In search of higher share value
Monday's IPO announcement capped weeks of in-house hand-wringing at News Corp., which had come under pressure from financial quarters to bolster its share value. As late as last week, Olsen said, one of Murdoch's top aides told him News Corp. was mulling whether to issue tracking stock, special shares that allow investors to track the financial performance of part of a company but that don't confer voting status.
News of the IPO sent Australian-based News Corp.'s American Depositary Receipts skyrocketing Monday. News Corp. (NWS) ADRs ended up 3-9/16 at 33-1/16, a 12.08 percent rise.
The Fox Group will account for more than half of News Corp.'s $13 billion in annual revenues from a lucrative array of global assets that include newspapers in Australia, the Times of London and the HarperCollins publishing house.
It will pool together all of News Corp.'s U.S.-based filmed entertainment, television programming and sports team assets. Tucked into the fold will be some of the crown jewels of Murdoch's global media portfolio: the Fox Television network -- producer of such Nielsen ratings juggernauts as "The X-Files" and "Ally McBeal" -- the 20th Century Fox movie studio and the Los Angeles Dodgers.
The group will consist of three business segments: the Fox Filmed Entertainment Group, including 20th Century Fox and its video and film affiliates; the Fox Television Group, with its Fox Broadcasting Co. and 22 other television stations; and Cable Networks, which include interests in five pay cable television networks.
The cable networks are Fox/Liberty Networks, a regional sports network in which News Corp. owns a 50 percent interest; FX, a general entertainment and sports programming network in which News Corp. also has a 50 percent stake; The Fox Family Channel, 49.5-percent controlled by Murdoch; FxM: Movies from Fox, a 24-hour wholly owned movie network; and the wholly owned Fox News Group.
In addition to the Los Angeles Dodgers, the Fox Group owns interests in New York's Knicks and Rangers, along with options to buy minority stakes of the Los Angeles Lakers and Los Angeles Kings.
Doing more with assets you have
With total assets of $33.2 billion, Murdoch, in the view of some analysts, may feel he has reached a saturation level and wants to do more with what he has -- in more creative combinations.
"My impression is that Mr.

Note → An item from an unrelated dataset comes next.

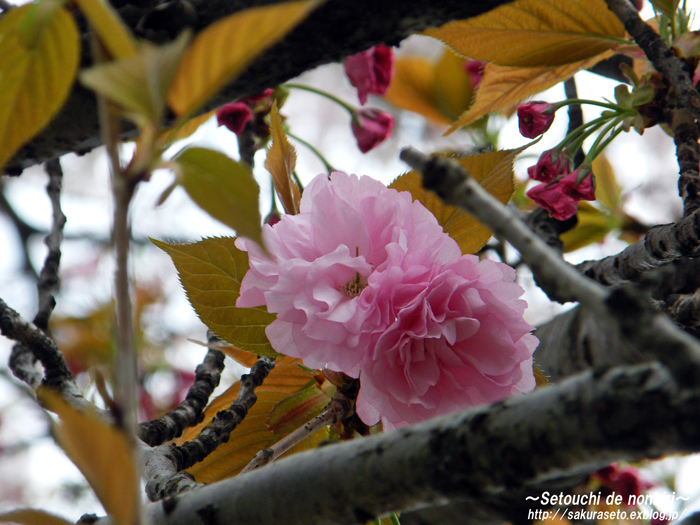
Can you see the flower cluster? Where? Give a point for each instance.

Murdoch has been in a phase of building assets for most of his career, 25 years or so, and he has reached the point where most of the key pieces are in place," said Harold Vogel, a media analyst at Cowen & Co.
"Now," Vogel continued, "instead of sacrificing to build assets, he is in effect trying to raise shareholder value and he was under pressure to do so because News Corp. stock was selling below the average of the other major entertainment and media companies."
As Olsen at UBS Securities put it, Murdoch likely looked at his far-flung portfolio and deemed it to be less than the sum of its parts. As things stand now, News Corp. issues two classes of stock. Holders of either type, then, technically have an interest in such diverse assets as the Papua New Guinea Post Courier and Brazil's Net Sat, a satellite cable television channel.
The company derives nearly three quarters of its sales from its U.S. businesses, analysts say. Among these, News Corp.'s television assets have proven cash cows for the company, generating profit margins in the 50 percent range, Olsen said. The film segments, by contrast, have struggled more to increase profitability, despite the record-breaking blockbuster success of "Titanic," for which Fox ponied up most of the investment.
News Corp. has trod on similar terrain in the past, most recently in 1995 when it established BSkyB as a stand-alone British satellite company and sold a stake to the public.
This time around, Murdoch plans to use proceeds from the IPO to relieve its debt burden and perhaps buy back stock.